Zgranie siłą PGE GKS-u Bełchatów? "Przygotowywaliśmy się przez I ligę do Ekstraklasy"

- Jesteśmy przygotowani na różne warianty - mówi trener PGE GKS-u Bełchatów. Jego podopieczni mimo braku Mateusza Maka i Bartosza Ślusarskiego, pewnie pokonali Śląsk Wrocław i zostali liderem tabeli.

- Myślę, że już gramy w podobnym składzie drugi rok. Przygotowywaliśmy się przez I ligę do Ekstraklasy. Jesteśmy zgrani, dobrze czujemy się na boisku i to procentuje w T-Mobile Ekstraklasie - mówił po meczu ze Śląsk Wrocław Kamil Poźniak, strzelec jednej z bramek dla PGE GKS-u Bełchatów.

Piłkarze beniaminka T-Mobile Ekstraklasy są liderem tabeli. W tym sezonie jeszcze nie przegrali, a stracili tylko jednego gola. - Na pewno wszyscy pracują na to - począwszy od napastników, przez pomocników włącznie. Jest to dla nas jakiś dodatkowy smaczek - wygrywać spotkania i nie tracić bramek - skomentował Błażej Telichowski.

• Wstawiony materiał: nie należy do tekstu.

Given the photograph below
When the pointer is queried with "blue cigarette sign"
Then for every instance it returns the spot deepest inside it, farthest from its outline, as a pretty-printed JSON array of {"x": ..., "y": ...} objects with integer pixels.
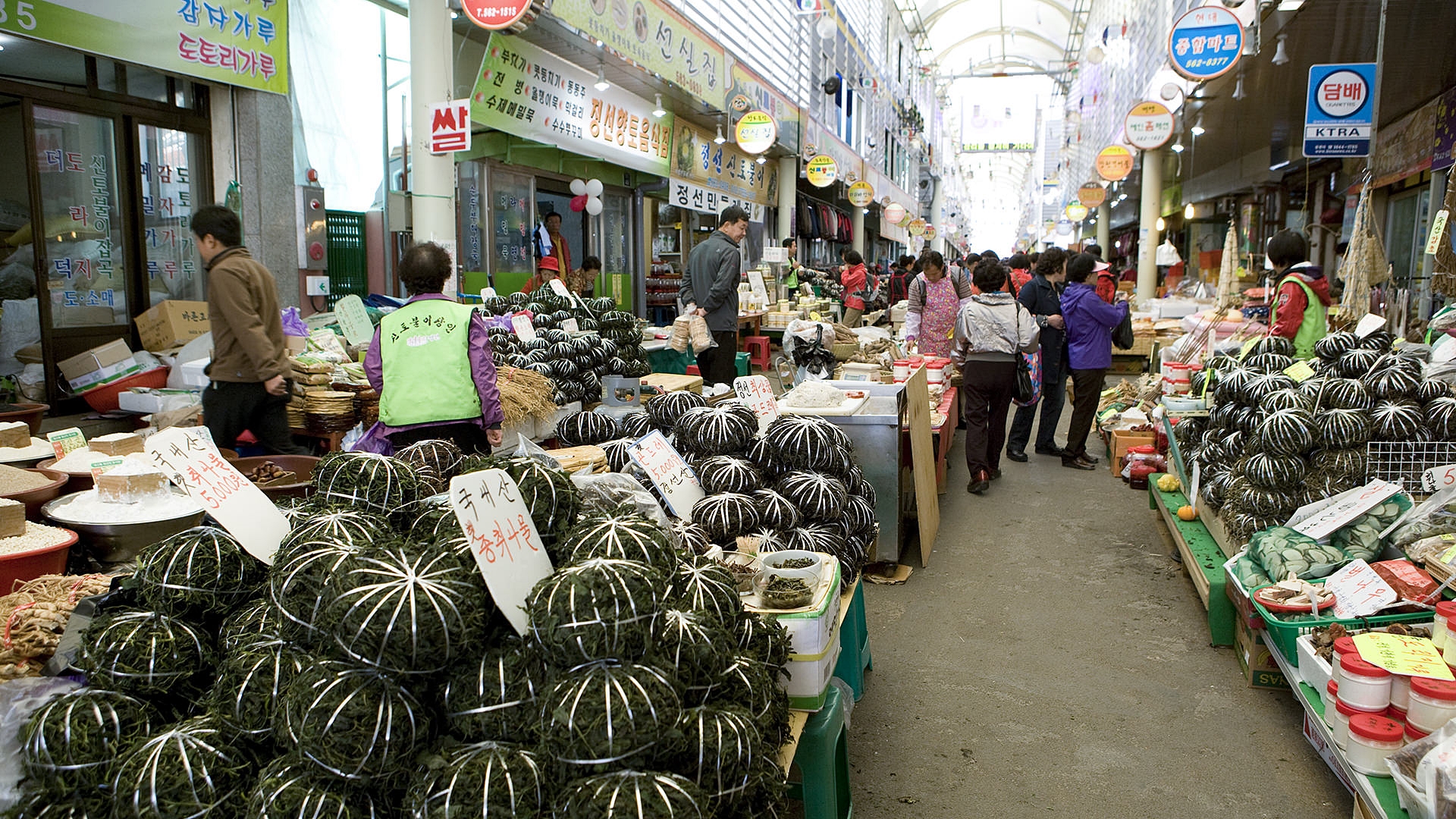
[
  {"x": 1338, "y": 115},
  {"x": 1206, "y": 42}
]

W sobotę bełchatowianie wygrali ze Śląskiem, mimo iż w 30. minucie nie wykorzystali rzutu karnego. - Najważniejsza jest drużyna. Pokazaliśmy charakter, pokazaliśmy całym zespołem, że walczymy, gramy do końca i realizujemy założenia z tygodnia - zaznaczył Arkadiusz Malarz, kapitan Brunatnych.
[ad=rectangle]
Do ostatniego spotkania ligowego beniaminek przystąpił osłabiony brakiem Mateusza Maka i Bartosza Ślusarskiego. - Nie płakaliśmy z tego powodu, że nie mogli zagrać Mateusz Mak i Bartosz Ślusarski. Zapowiadałem po ostatnim spotkaniu, że jesteśmy przygotowani na różne warianty. Ważne, że są zawodnicy, którzy są w stanie wejść na boisko i tworzyć drużynę. Uważam, że tak było w tym spotkaniu - tworzyliśmy zespół - wyjaśnił Kamil Kiereś.

- Za mojego brata wszedł Łukasz Wroński i zagrał bardzo dobry mecz. Szarpał i o to w tym chodzi. Tak samo Bartek Bartosiak zastąpił godnie Bartka Ślusarskiego. To jest też naszą siłą, że mamy wyrównany skład - dodał Michał Mak.

Skąd więc bierze się siła lidera z Bełchatowa? - Mamy już od dłuższego czasu zgrany zespół i są tylko korekty. Nawet jak ktoś wypadnie za kartki czy z powodu kontuzji, to widać, że jesteśmy zgrani. Dlatego tak to owocuje - podsumował Michał Mak.